Educational

Women Finding Financial Independence

Submitted by Ally M. Grounds, Client Services Coordinator, Global Financial Partners

People form a unique relationship with their finances. Having a healthy relationship with your finances is more than the dollars and cents in your account. It’s about educating yourself and understanding the goals you want to accomplish in the future. It’s also about being able to adapt and react with control when your life changes course. Women face distinctive challenges as they build future wealth.

Challenges women commonly face include earning less, living longer, investing later, burdens of caring for loved ones, and divorce.

Women make less than their male counterparts. This can affect how much a portfolio is worth in retirement, because women are saving less. Betterment states, “2018, white women make 77 cents for every dollar that men make. African American women make 61 cents on the dollar, and Hispanic women earn just 53 cents on the dollar.”

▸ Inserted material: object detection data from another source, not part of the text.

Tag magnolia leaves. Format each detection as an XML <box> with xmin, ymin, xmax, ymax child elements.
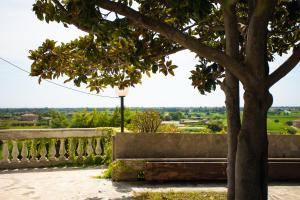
<box><xmin>29</xmin><ymin>34</ymin><xmax>176</xmax><ymax>92</ymax></box>
<box><xmin>189</xmin><ymin>62</ymin><xmax>224</xmax><ymax>94</ymax></box>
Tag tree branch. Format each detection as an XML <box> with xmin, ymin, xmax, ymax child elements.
<box><xmin>96</xmin><ymin>0</ymin><xmax>252</xmax><ymax>85</ymax></box>
<box><xmin>267</xmin><ymin>47</ymin><xmax>300</xmax><ymax>88</ymax></box>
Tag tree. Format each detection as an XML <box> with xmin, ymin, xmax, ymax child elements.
<box><xmin>132</xmin><ymin>110</ymin><xmax>161</xmax><ymax>133</ymax></box>
<box><xmin>50</xmin><ymin>111</ymin><xmax>69</xmax><ymax>128</ymax></box>
<box><xmin>30</xmin><ymin>0</ymin><xmax>300</xmax><ymax>200</ymax></box>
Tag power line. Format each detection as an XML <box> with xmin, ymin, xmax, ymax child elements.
<box><xmin>0</xmin><ymin>57</ymin><xmax>119</xmax><ymax>99</ymax></box>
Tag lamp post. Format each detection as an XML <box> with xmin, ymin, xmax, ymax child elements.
<box><xmin>115</xmin><ymin>87</ymin><xmax>128</xmax><ymax>133</ymax></box>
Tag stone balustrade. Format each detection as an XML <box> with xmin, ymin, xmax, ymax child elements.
<box><xmin>0</xmin><ymin>128</ymin><xmax>112</xmax><ymax>169</ymax></box>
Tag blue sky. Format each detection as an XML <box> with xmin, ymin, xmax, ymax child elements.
<box><xmin>0</xmin><ymin>0</ymin><xmax>300</xmax><ymax>108</ymax></box>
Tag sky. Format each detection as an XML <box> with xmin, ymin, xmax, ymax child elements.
<box><xmin>0</xmin><ymin>0</ymin><xmax>300</xmax><ymax>108</ymax></box>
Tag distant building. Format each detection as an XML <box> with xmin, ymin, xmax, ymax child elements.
<box><xmin>20</xmin><ymin>113</ymin><xmax>39</xmax><ymax>121</ymax></box>
<box><xmin>293</xmin><ymin>119</ymin><xmax>300</xmax><ymax>128</ymax></box>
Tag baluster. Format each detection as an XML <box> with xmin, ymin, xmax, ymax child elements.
<box><xmin>95</xmin><ymin>138</ymin><xmax>102</xmax><ymax>156</ymax></box>
<box><xmin>68</xmin><ymin>138</ymin><xmax>75</xmax><ymax>160</ymax></box>
<box><xmin>11</xmin><ymin>140</ymin><xmax>19</xmax><ymax>162</ymax></box>
<box><xmin>49</xmin><ymin>139</ymin><xmax>57</xmax><ymax>161</ymax></box>
<box><xmin>86</xmin><ymin>138</ymin><xmax>94</xmax><ymax>157</ymax></box>
<box><xmin>2</xmin><ymin>140</ymin><xmax>10</xmax><ymax>162</ymax></box>
<box><xmin>21</xmin><ymin>141</ymin><xmax>29</xmax><ymax>162</ymax></box>
<box><xmin>39</xmin><ymin>140</ymin><xmax>48</xmax><ymax>161</ymax></box>
<box><xmin>77</xmin><ymin>138</ymin><xmax>83</xmax><ymax>160</ymax></box>
<box><xmin>30</xmin><ymin>140</ymin><xmax>37</xmax><ymax>162</ymax></box>
<box><xmin>59</xmin><ymin>139</ymin><xmax>66</xmax><ymax>160</ymax></box>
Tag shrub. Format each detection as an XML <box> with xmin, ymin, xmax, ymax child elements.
<box><xmin>285</xmin><ymin>121</ymin><xmax>293</xmax><ymax>126</ymax></box>
<box><xmin>207</xmin><ymin>121</ymin><xmax>223</xmax><ymax>133</ymax></box>
<box><xmin>287</xmin><ymin>127</ymin><xmax>297</xmax><ymax>135</ymax></box>
<box><xmin>132</xmin><ymin>110</ymin><xmax>161</xmax><ymax>133</ymax></box>
<box><xmin>157</xmin><ymin>124</ymin><xmax>181</xmax><ymax>133</ymax></box>
<box><xmin>50</xmin><ymin>111</ymin><xmax>69</xmax><ymax>128</ymax></box>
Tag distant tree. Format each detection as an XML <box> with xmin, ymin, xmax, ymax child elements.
<box><xmin>169</xmin><ymin>112</ymin><xmax>183</xmax><ymax>121</ymax></box>
<box><xmin>50</xmin><ymin>111</ymin><xmax>69</xmax><ymax>128</ymax></box>
<box><xmin>157</xmin><ymin>124</ymin><xmax>182</xmax><ymax>133</ymax></box>
<box><xmin>287</xmin><ymin>127</ymin><xmax>297</xmax><ymax>135</ymax></box>
<box><xmin>132</xmin><ymin>110</ymin><xmax>161</xmax><ymax>133</ymax></box>
<box><xmin>285</xmin><ymin>121</ymin><xmax>293</xmax><ymax>126</ymax></box>
<box><xmin>30</xmin><ymin>0</ymin><xmax>300</xmax><ymax>200</ymax></box>
<box><xmin>207</xmin><ymin>121</ymin><xmax>223</xmax><ymax>133</ymax></box>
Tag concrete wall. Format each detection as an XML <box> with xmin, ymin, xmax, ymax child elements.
<box><xmin>113</xmin><ymin>133</ymin><xmax>300</xmax><ymax>159</ymax></box>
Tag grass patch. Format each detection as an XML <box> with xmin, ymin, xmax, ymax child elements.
<box><xmin>132</xmin><ymin>191</ymin><xmax>226</xmax><ymax>200</ymax></box>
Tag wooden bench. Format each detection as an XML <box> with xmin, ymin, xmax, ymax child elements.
<box><xmin>112</xmin><ymin>158</ymin><xmax>300</xmax><ymax>182</ymax></box>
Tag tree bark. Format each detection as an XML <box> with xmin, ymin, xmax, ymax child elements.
<box><xmin>222</xmin><ymin>1</ymin><xmax>241</xmax><ymax>200</ymax></box>
<box><xmin>223</xmin><ymin>71</ymin><xmax>241</xmax><ymax>200</ymax></box>
<box><xmin>235</xmin><ymin>88</ymin><xmax>272</xmax><ymax>200</ymax></box>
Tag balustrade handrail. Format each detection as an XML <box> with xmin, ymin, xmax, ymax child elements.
<box><xmin>0</xmin><ymin>128</ymin><xmax>107</xmax><ymax>140</ymax></box>
<box><xmin>0</xmin><ymin>128</ymin><xmax>113</xmax><ymax>169</ymax></box>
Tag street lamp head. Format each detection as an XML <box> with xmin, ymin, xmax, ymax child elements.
<box><xmin>114</xmin><ymin>86</ymin><xmax>129</xmax><ymax>97</ymax></box>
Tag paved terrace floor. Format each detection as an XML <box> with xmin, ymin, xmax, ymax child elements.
<box><xmin>0</xmin><ymin>168</ymin><xmax>300</xmax><ymax>200</ymax></box>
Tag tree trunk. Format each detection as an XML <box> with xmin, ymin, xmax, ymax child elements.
<box><xmin>222</xmin><ymin>71</ymin><xmax>241</xmax><ymax>200</ymax></box>
<box><xmin>235</xmin><ymin>88</ymin><xmax>272</xmax><ymax>200</ymax></box>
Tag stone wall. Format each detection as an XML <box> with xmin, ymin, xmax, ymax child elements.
<box><xmin>113</xmin><ymin>133</ymin><xmax>300</xmax><ymax>159</ymax></box>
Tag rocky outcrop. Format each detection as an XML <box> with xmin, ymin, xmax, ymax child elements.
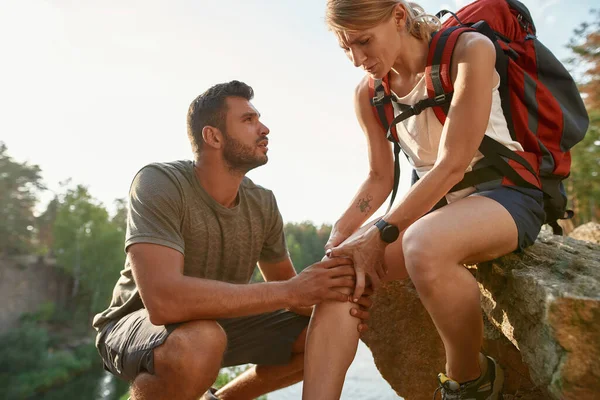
<box><xmin>363</xmin><ymin>225</ymin><xmax>600</xmax><ymax>400</ymax></box>
<box><xmin>0</xmin><ymin>256</ymin><xmax>71</xmax><ymax>334</ymax></box>
<box><xmin>569</xmin><ymin>222</ymin><xmax>600</xmax><ymax>243</ymax></box>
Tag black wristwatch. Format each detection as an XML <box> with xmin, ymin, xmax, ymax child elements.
<box><xmin>375</xmin><ymin>218</ymin><xmax>400</xmax><ymax>243</ymax></box>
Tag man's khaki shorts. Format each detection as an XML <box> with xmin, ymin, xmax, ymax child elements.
<box><xmin>96</xmin><ymin>308</ymin><xmax>310</xmax><ymax>381</ymax></box>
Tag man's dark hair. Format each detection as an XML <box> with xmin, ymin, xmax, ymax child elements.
<box><xmin>187</xmin><ymin>81</ymin><xmax>254</xmax><ymax>155</ymax></box>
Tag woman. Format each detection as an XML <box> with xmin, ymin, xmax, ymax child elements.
<box><xmin>303</xmin><ymin>0</ymin><xmax>544</xmax><ymax>400</ymax></box>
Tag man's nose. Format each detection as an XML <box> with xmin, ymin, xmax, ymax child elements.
<box><xmin>260</xmin><ymin>122</ymin><xmax>271</xmax><ymax>136</ymax></box>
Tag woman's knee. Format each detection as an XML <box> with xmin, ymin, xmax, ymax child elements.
<box><xmin>402</xmin><ymin>223</ymin><xmax>444</xmax><ymax>289</ymax></box>
<box><xmin>154</xmin><ymin>321</ymin><xmax>227</xmax><ymax>386</ymax></box>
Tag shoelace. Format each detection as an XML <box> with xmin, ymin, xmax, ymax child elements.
<box><xmin>433</xmin><ymin>384</ymin><xmax>462</xmax><ymax>400</ymax></box>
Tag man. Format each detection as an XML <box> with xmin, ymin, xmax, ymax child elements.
<box><xmin>93</xmin><ymin>81</ymin><xmax>370</xmax><ymax>400</ymax></box>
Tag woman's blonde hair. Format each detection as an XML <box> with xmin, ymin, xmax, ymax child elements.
<box><xmin>325</xmin><ymin>0</ymin><xmax>441</xmax><ymax>40</ymax></box>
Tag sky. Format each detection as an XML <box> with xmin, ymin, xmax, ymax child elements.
<box><xmin>0</xmin><ymin>0</ymin><xmax>594</xmax><ymax>224</ymax></box>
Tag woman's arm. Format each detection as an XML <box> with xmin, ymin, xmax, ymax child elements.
<box><xmin>384</xmin><ymin>33</ymin><xmax>496</xmax><ymax>231</ymax></box>
<box><xmin>325</xmin><ymin>77</ymin><xmax>394</xmax><ymax>250</ymax></box>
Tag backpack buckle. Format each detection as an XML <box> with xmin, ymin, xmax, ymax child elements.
<box><xmin>371</xmin><ymin>92</ymin><xmax>392</xmax><ymax>107</ymax></box>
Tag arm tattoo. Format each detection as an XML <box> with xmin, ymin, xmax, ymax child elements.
<box><xmin>357</xmin><ymin>194</ymin><xmax>373</xmax><ymax>213</ymax></box>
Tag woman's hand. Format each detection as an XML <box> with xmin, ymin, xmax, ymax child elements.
<box><xmin>325</xmin><ymin>227</ymin><xmax>350</xmax><ymax>251</ymax></box>
<box><xmin>327</xmin><ymin>225</ymin><xmax>387</xmax><ymax>303</ymax></box>
<box><xmin>350</xmin><ymin>286</ymin><xmax>373</xmax><ymax>333</ymax></box>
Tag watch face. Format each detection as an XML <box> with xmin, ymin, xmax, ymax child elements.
<box><xmin>381</xmin><ymin>224</ymin><xmax>400</xmax><ymax>243</ymax></box>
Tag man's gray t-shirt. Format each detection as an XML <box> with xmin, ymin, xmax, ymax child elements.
<box><xmin>93</xmin><ymin>161</ymin><xmax>288</xmax><ymax>330</ymax></box>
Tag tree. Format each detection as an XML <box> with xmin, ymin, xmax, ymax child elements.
<box><xmin>53</xmin><ymin>185</ymin><xmax>126</xmax><ymax>322</ymax></box>
<box><xmin>568</xmin><ymin>10</ymin><xmax>600</xmax><ymax>225</ymax></box>
<box><xmin>0</xmin><ymin>142</ymin><xmax>44</xmax><ymax>254</ymax></box>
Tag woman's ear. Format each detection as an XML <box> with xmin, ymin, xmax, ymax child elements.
<box><xmin>202</xmin><ymin>125</ymin><xmax>223</xmax><ymax>149</ymax></box>
<box><xmin>392</xmin><ymin>3</ymin><xmax>408</xmax><ymax>30</ymax></box>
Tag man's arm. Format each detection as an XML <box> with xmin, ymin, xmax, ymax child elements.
<box><xmin>127</xmin><ymin>243</ymin><xmax>354</xmax><ymax>325</ymax></box>
<box><xmin>258</xmin><ymin>257</ymin><xmax>373</xmax><ymax>332</ymax></box>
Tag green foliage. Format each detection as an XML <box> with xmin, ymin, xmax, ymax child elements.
<box><xmin>52</xmin><ymin>185</ymin><xmax>126</xmax><ymax>323</ymax></box>
<box><xmin>252</xmin><ymin>221</ymin><xmax>331</xmax><ymax>282</ymax></box>
<box><xmin>284</xmin><ymin>222</ymin><xmax>331</xmax><ymax>271</ymax></box>
<box><xmin>20</xmin><ymin>301</ymin><xmax>56</xmax><ymax>322</ymax></box>
<box><xmin>0</xmin><ymin>321</ymin><xmax>97</xmax><ymax>399</ymax></box>
<box><xmin>0</xmin><ymin>142</ymin><xmax>43</xmax><ymax>254</ymax></box>
<box><xmin>569</xmin><ymin>110</ymin><xmax>600</xmax><ymax>225</ymax></box>
<box><xmin>567</xmin><ymin>10</ymin><xmax>600</xmax><ymax>225</ymax></box>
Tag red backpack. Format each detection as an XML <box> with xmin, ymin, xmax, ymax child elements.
<box><xmin>369</xmin><ymin>0</ymin><xmax>589</xmax><ymax>234</ymax></box>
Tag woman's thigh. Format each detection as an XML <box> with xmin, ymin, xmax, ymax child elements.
<box><xmin>402</xmin><ymin>196</ymin><xmax>518</xmax><ymax>265</ymax></box>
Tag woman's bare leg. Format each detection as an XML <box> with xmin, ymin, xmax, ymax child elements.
<box><xmin>302</xmin><ymin>290</ymin><xmax>359</xmax><ymax>400</ymax></box>
<box><xmin>302</xmin><ymin>225</ymin><xmax>408</xmax><ymax>400</ymax></box>
<box><xmin>402</xmin><ymin>196</ymin><xmax>518</xmax><ymax>382</ymax></box>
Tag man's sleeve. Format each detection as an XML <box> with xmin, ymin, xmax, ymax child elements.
<box><xmin>125</xmin><ymin>165</ymin><xmax>185</xmax><ymax>254</ymax></box>
<box><xmin>260</xmin><ymin>193</ymin><xmax>289</xmax><ymax>263</ymax></box>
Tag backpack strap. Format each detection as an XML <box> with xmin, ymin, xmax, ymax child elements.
<box><xmin>425</xmin><ymin>26</ymin><xmax>474</xmax><ymax>125</ymax></box>
<box><xmin>426</xmin><ymin>21</ymin><xmax>540</xmax><ymax>190</ymax></box>
<box><xmin>369</xmin><ymin>74</ymin><xmax>401</xmax><ymax>213</ymax></box>
<box><xmin>369</xmin><ymin>74</ymin><xmax>398</xmax><ymax>142</ymax></box>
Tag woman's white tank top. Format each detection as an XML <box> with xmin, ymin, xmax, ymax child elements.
<box><xmin>392</xmin><ymin>73</ymin><xmax>523</xmax><ymax>202</ymax></box>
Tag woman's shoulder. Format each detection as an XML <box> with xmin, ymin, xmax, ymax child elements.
<box><xmin>452</xmin><ymin>32</ymin><xmax>496</xmax><ymax>64</ymax></box>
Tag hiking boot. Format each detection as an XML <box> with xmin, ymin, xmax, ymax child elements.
<box><xmin>433</xmin><ymin>353</ymin><xmax>504</xmax><ymax>400</ymax></box>
<box><xmin>200</xmin><ymin>388</ymin><xmax>219</xmax><ymax>400</ymax></box>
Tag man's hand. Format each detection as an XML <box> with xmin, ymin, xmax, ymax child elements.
<box><xmin>327</xmin><ymin>225</ymin><xmax>387</xmax><ymax>302</ymax></box>
<box><xmin>350</xmin><ymin>286</ymin><xmax>373</xmax><ymax>333</ymax></box>
<box><xmin>288</xmin><ymin>307</ymin><xmax>314</xmax><ymax>317</ymax></box>
<box><xmin>325</xmin><ymin>227</ymin><xmax>350</xmax><ymax>251</ymax></box>
<box><xmin>285</xmin><ymin>257</ymin><xmax>355</xmax><ymax>308</ymax></box>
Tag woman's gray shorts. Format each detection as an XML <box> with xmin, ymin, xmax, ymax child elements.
<box><xmin>96</xmin><ymin>308</ymin><xmax>310</xmax><ymax>381</ymax></box>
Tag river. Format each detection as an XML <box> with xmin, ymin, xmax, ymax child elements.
<box><xmin>31</xmin><ymin>342</ymin><xmax>401</xmax><ymax>400</ymax></box>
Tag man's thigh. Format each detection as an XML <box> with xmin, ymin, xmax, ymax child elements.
<box><xmin>96</xmin><ymin>308</ymin><xmax>180</xmax><ymax>382</ymax></box>
<box><xmin>217</xmin><ymin>310</ymin><xmax>310</xmax><ymax>367</ymax></box>
<box><xmin>97</xmin><ymin>309</ymin><xmax>310</xmax><ymax>381</ymax></box>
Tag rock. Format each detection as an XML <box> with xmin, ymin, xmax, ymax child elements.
<box><xmin>363</xmin><ymin>280</ymin><xmax>446</xmax><ymax>400</ymax></box>
<box><xmin>363</xmin><ymin>231</ymin><xmax>600</xmax><ymax>400</ymax></box>
<box><xmin>569</xmin><ymin>222</ymin><xmax>600</xmax><ymax>244</ymax></box>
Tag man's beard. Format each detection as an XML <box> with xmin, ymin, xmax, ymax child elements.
<box><xmin>223</xmin><ymin>134</ymin><xmax>269</xmax><ymax>174</ymax></box>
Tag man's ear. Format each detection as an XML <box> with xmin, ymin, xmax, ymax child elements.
<box><xmin>202</xmin><ymin>125</ymin><xmax>224</xmax><ymax>149</ymax></box>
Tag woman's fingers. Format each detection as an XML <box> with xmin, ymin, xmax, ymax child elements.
<box><xmin>352</xmin><ymin>267</ymin><xmax>365</xmax><ymax>303</ymax></box>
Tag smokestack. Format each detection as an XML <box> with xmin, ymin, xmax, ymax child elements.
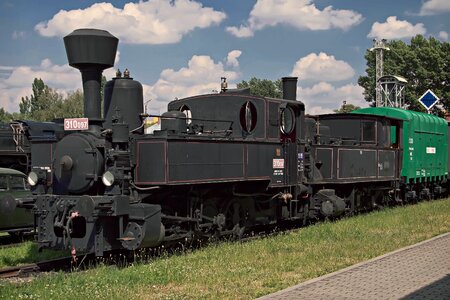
<box><xmin>281</xmin><ymin>77</ymin><xmax>297</xmax><ymax>101</ymax></box>
<box><xmin>64</xmin><ymin>29</ymin><xmax>119</xmax><ymax>124</ymax></box>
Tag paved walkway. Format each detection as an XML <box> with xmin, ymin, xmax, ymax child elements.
<box><xmin>260</xmin><ymin>232</ymin><xmax>450</xmax><ymax>300</ymax></box>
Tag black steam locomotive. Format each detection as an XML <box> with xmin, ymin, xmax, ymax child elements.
<box><xmin>28</xmin><ymin>29</ymin><xmax>446</xmax><ymax>256</ymax></box>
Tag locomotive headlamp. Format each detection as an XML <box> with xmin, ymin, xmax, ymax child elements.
<box><xmin>27</xmin><ymin>171</ymin><xmax>39</xmax><ymax>186</ymax></box>
<box><xmin>102</xmin><ymin>171</ymin><xmax>114</xmax><ymax>186</ymax></box>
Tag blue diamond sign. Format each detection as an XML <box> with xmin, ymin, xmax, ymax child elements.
<box><xmin>419</xmin><ymin>90</ymin><xmax>439</xmax><ymax>110</ymax></box>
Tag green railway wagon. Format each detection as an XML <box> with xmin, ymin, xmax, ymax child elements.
<box><xmin>353</xmin><ymin>107</ymin><xmax>448</xmax><ymax>184</ymax></box>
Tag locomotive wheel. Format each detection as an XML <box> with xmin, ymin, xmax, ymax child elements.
<box><xmin>222</xmin><ymin>199</ymin><xmax>246</xmax><ymax>230</ymax></box>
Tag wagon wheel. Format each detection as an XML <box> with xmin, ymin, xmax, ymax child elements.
<box><xmin>223</xmin><ymin>199</ymin><xmax>247</xmax><ymax>237</ymax></box>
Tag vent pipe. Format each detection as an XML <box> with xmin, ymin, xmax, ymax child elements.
<box><xmin>281</xmin><ymin>77</ymin><xmax>297</xmax><ymax>101</ymax></box>
<box><xmin>64</xmin><ymin>29</ymin><xmax>119</xmax><ymax>121</ymax></box>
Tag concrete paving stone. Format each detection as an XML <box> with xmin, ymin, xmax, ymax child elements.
<box><xmin>259</xmin><ymin>233</ymin><xmax>450</xmax><ymax>300</ymax></box>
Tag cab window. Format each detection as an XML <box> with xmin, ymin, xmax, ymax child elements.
<box><xmin>0</xmin><ymin>176</ymin><xmax>8</xmax><ymax>191</ymax></box>
<box><xmin>9</xmin><ymin>176</ymin><xmax>27</xmax><ymax>191</ymax></box>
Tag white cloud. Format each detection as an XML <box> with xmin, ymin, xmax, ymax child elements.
<box><xmin>291</xmin><ymin>52</ymin><xmax>355</xmax><ymax>81</ymax></box>
<box><xmin>35</xmin><ymin>0</ymin><xmax>226</xmax><ymax>44</ymax></box>
<box><xmin>419</xmin><ymin>0</ymin><xmax>450</xmax><ymax>16</ymax></box>
<box><xmin>297</xmin><ymin>82</ymin><xmax>368</xmax><ymax>115</ymax></box>
<box><xmin>11</xmin><ymin>30</ymin><xmax>25</xmax><ymax>40</ymax></box>
<box><xmin>0</xmin><ymin>56</ymin><xmax>119</xmax><ymax>112</ymax></box>
<box><xmin>226</xmin><ymin>0</ymin><xmax>363</xmax><ymax>38</ymax></box>
<box><xmin>367</xmin><ymin>16</ymin><xmax>427</xmax><ymax>39</ymax></box>
<box><xmin>227</xmin><ymin>50</ymin><xmax>242</xmax><ymax>68</ymax></box>
<box><xmin>438</xmin><ymin>31</ymin><xmax>448</xmax><ymax>41</ymax></box>
<box><xmin>144</xmin><ymin>50</ymin><xmax>240</xmax><ymax>113</ymax></box>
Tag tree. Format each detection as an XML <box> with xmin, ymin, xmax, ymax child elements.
<box><xmin>237</xmin><ymin>77</ymin><xmax>283</xmax><ymax>98</ymax></box>
<box><xmin>358</xmin><ymin>35</ymin><xmax>450</xmax><ymax>111</ymax></box>
<box><xmin>333</xmin><ymin>101</ymin><xmax>361</xmax><ymax>113</ymax></box>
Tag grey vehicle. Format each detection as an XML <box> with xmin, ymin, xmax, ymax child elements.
<box><xmin>0</xmin><ymin>168</ymin><xmax>34</xmax><ymax>235</ymax></box>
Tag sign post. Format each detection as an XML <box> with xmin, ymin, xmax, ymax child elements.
<box><xmin>419</xmin><ymin>90</ymin><xmax>439</xmax><ymax>114</ymax></box>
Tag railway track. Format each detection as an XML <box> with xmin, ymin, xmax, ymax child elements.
<box><xmin>0</xmin><ymin>255</ymin><xmax>95</xmax><ymax>279</ymax></box>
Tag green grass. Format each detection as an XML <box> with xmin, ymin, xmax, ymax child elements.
<box><xmin>0</xmin><ymin>199</ymin><xmax>450</xmax><ymax>299</ymax></box>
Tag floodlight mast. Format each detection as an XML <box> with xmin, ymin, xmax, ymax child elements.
<box><xmin>370</xmin><ymin>39</ymin><xmax>390</xmax><ymax>107</ymax></box>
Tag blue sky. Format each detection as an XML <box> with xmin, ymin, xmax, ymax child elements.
<box><xmin>0</xmin><ymin>0</ymin><xmax>450</xmax><ymax>114</ymax></box>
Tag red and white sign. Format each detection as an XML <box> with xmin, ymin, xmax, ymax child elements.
<box><xmin>64</xmin><ymin>118</ymin><xmax>89</xmax><ymax>130</ymax></box>
<box><xmin>273</xmin><ymin>158</ymin><xmax>284</xmax><ymax>169</ymax></box>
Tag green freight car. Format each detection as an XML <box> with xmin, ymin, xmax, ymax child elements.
<box><xmin>353</xmin><ymin>107</ymin><xmax>448</xmax><ymax>184</ymax></box>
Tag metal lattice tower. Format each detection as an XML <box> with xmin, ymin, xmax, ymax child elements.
<box><xmin>370</xmin><ymin>39</ymin><xmax>389</xmax><ymax>107</ymax></box>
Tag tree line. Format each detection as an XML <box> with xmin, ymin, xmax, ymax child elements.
<box><xmin>0</xmin><ymin>35</ymin><xmax>450</xmax><ymax>122</ymax></box>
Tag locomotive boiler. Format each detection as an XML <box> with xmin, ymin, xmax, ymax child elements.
<box><xmin>28</xmin><ymin>29</ymin><xmax>447</xmax><ymax>256</ymax></box>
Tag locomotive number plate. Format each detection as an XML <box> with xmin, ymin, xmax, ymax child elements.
<box><xmin>273</xmin><ymin>158</ymin><xmax>284</xmax><ymax>169</ymax></box>
<box><xmin>64</xmin><ymin>118</ymin><xmax>89</xmax><ymax>130</ymax></box>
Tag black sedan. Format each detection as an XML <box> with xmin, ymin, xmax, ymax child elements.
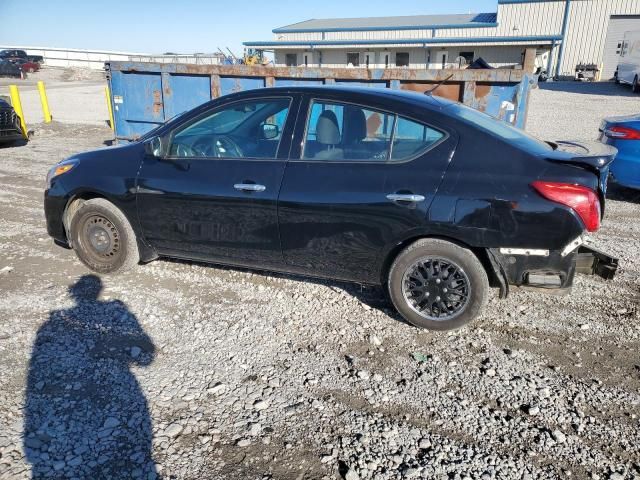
<box><xmin>0</xmin><ymin>98</ymin><xmax>22</xmax><ymax>145</ymax></box>
<box><xmin>45</xmin><ymin>87</ymin><xmax>617</xmax><ymax>330</ymax></box>
<box><xmin>0</xmin><ymin>59</ymin><xmax>23</xmax><ymax>78</ymax></box>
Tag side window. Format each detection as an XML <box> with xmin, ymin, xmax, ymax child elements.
<box><xmin>391</xmin><ymin>117</ymin><xmax>444</xmax><ymax>161</ymax></box>
<box><xmin>169</xmin><ymin>98</ymin><xmax>291</xmax><ymax>158</ymax></box>
<box><xmin>302</xmin><ymin>100</ymin><xmax>395</xmax><ymax>162</ymax></box>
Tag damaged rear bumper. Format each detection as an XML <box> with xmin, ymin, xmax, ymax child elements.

Women carry the emotional and financial burden of caring for both children and aging parents. This is known as the, “Sandwich Generation.”

A greater savings gap is caused because women also take time away from work for family. This could be raising children or caring for our parents. The time away means that we would have to save even more when we went back to work to “catch-up” to our male counterparts who didn’t take time away. The percentage we would need to save varies based on the age at the time spent out of the workforce.

Women also experience financial hardship due to divorce. Divorce brings in a different set of challenges for women as they transition. However, women, according to a 2018 Fidelity study, by 2030 will control two thirds of the nation’s wealth.

Women can overcome some of these challenges by educating themselves, understanding their current financial position as well as their future goals for themselves. By developing a relationship with a trusted professional and actively engaging in identifying their needs and potential solutions, women can take control of their finances.

Carrie Schwab-Pomerantz, said, “For women, financial independence is a matter of necessity.”